Ahora que la enfermedad ha quedado afortunadamente atrás, recuerda: «Siendo sincero, me dio una perspectiva diferente. Me abrió los ojos a muchas cosas. Cometemos pecados en la vida, el hecho de no valorar ciertas cosas que tenemos, hacemos o logramos. El simple hecho de estar aquí, estar vivos, con nuestros seres queridos, de tener una oportunidad de luchar por nuestros sueños, o dejar algo positivo cercano a nosotros. Todo eso me hizo valorarlo muchísimo, fue un despertar para mí».

Esa nueva visión de la vida le ha cambiado, le ha abierto los ojos de lo que hay fuera, de esa vida real de la que muchas veces se olvidan los astros del mundo del deporte. Miguel Layún no dudó en hablar con su socio de una marca de café que tiene en México para donar un porcentaje a las mujeres con cáncer de mama. Gesto que le ha cambiado, le ha hecho si cabe mejor persona, y lo más importante, la vida que hay ahí fiera, detrás de esa cortina que apenas deja ver el exterior llamada fama, egoísmo, vanidad…

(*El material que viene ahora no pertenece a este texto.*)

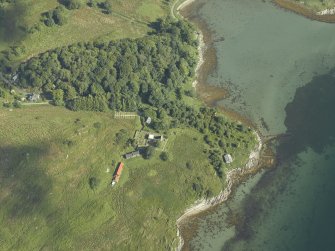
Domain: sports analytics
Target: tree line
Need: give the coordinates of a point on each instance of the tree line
(146, 75)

Ahora, una vez superado su cáncer de riñón, Layún ha regresado con la misma fuerza con la que se fue. Hace su vida normal, está marcando goles, ha sido elegido en el mejor once de la Liga azteca, y lo más importante, respira y siente como una persona normal, de la calle, de los que tienen problemas, esos problemas que a veces ni el dinero puede arreglarlas. Estamos ante Miguel Layún, uno de esos futbolistas que hacen el mundo mejor.